Madame Preveza se había servido una copa de Curaçao y se la bebió con avidez. Latimer se aclaró la garganta antes de preguntarle:

– ¿Y cuándo tuvo noticias suyas por última vez?

Una sombra de sospecha cubrió los ojos de la mujer y Latimer la tranquilizó:

– Dimitrios ha muerto, madame. Ya han transcurrido quince años. Han cambiado las cosas en Sofía.

Una sonrisa extraña, tensa, entreabrió los labios de Irana Preveza.

– «Dimitrios ha muerto, madame». Me suenan extrañas esas palabras. Es difícil pensar que Dimitrios ha muerto. Descríbame su cadáver.

– Tenía cabellos grises. Llevaba ropas compradas en Grecia y en Francia, de mala calidad -inconscientemente había recordado la frase del coronel Haki.

– ¿O sea que no se había vuelto rico?

– Lo era años atrás, en París, pero perdió su dinero.

Madame se echó a reír.

– Eso le habrá hecho daño -y de inmediato reapareció su mirada suspicaz-. Usted sabe muchas cosas sobre Dimitrios, monsieur. Si él ha muerto… no lo comprendo.

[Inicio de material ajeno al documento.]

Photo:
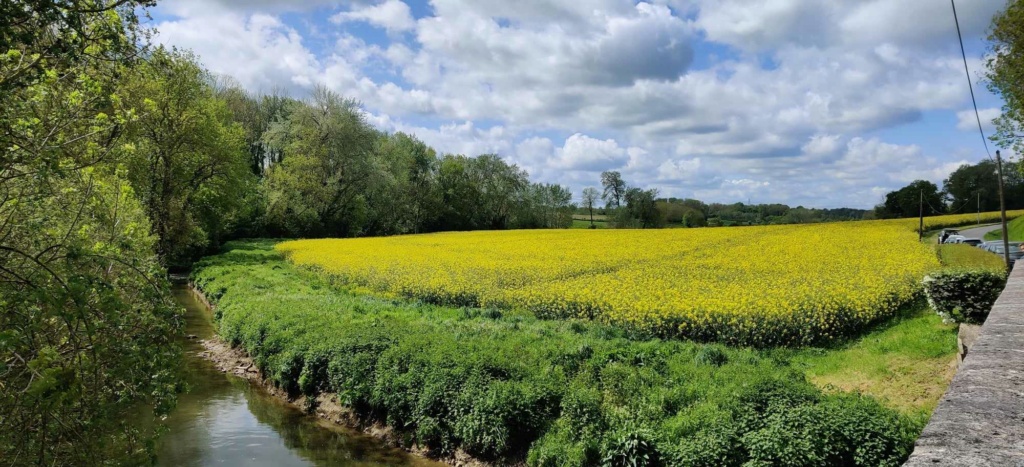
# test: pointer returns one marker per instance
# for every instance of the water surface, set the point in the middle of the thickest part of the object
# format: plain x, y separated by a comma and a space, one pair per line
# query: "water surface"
226, 421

– Mi amigo es escritor -intervino Marukakis-, está interesado en desentrañar la naturaleza humana.

– ¿Qué escribe usted?

– Novelas policíacas.

La mujer se encogió de hombros.

– Para eso no necesita usted conocer la naturaleza humana. Para las historias de amor, para los romances es preciso conocer la naturaleza humana. Los romans policiers son feos. Folle Farine es una obra muy bonita. ¿Le parece buena a usted?

– Muy buena.

– La he leído diecisiete veces. Es el mejor libro de Ouida y yo los he leído todos. Algún día escribiré mis memorias. He visto mucho de la naturaleza humana, ya me comprende usted.

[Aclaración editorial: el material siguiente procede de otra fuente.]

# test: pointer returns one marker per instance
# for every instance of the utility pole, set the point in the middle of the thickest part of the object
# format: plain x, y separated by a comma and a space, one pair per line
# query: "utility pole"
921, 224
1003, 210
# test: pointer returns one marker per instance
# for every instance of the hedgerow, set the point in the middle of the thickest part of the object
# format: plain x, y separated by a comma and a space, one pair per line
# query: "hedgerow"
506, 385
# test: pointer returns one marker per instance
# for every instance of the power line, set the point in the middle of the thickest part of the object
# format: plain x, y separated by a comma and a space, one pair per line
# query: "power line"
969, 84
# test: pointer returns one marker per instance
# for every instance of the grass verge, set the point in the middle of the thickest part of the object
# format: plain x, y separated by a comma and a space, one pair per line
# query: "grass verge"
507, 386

La sonrisa de madame había adquirido un leve mohín de picardía, mientras ella suspiraba acariciando su broche de diamantes.

– Pero usted quiere saber algo más sobre Dimitrios. De acuerdo. Un año más tarde, volví a tener noticias de él. Un día recibí una carta suya, desde Adrianópolis. Me daba una dirección de la lista de correos. En la carta me preguntaba si había recibido algo para aquel Talat. Si era así, debía escribirle haciéndoselo saber, pero tenía que guardar las cartas. Me ordenaba que no dijera a nadie que él había escrito. Y me prometía, una vez más, pagar el dinero que me debía. Ninguna carta a nombre de Talat me había sido enviada y así se lo hice saber; también le comuniqué que necesitaba mucho aquel dinero, porque después de haberse marchado él, había perdido a todos mis amigos. Esto no era cierto, pero me había imaginado que halagando su vanidad haría que Dimitrios me pagara. Pero tendría que haberle conocido mejor… Ni siquiera respondió a mi carta.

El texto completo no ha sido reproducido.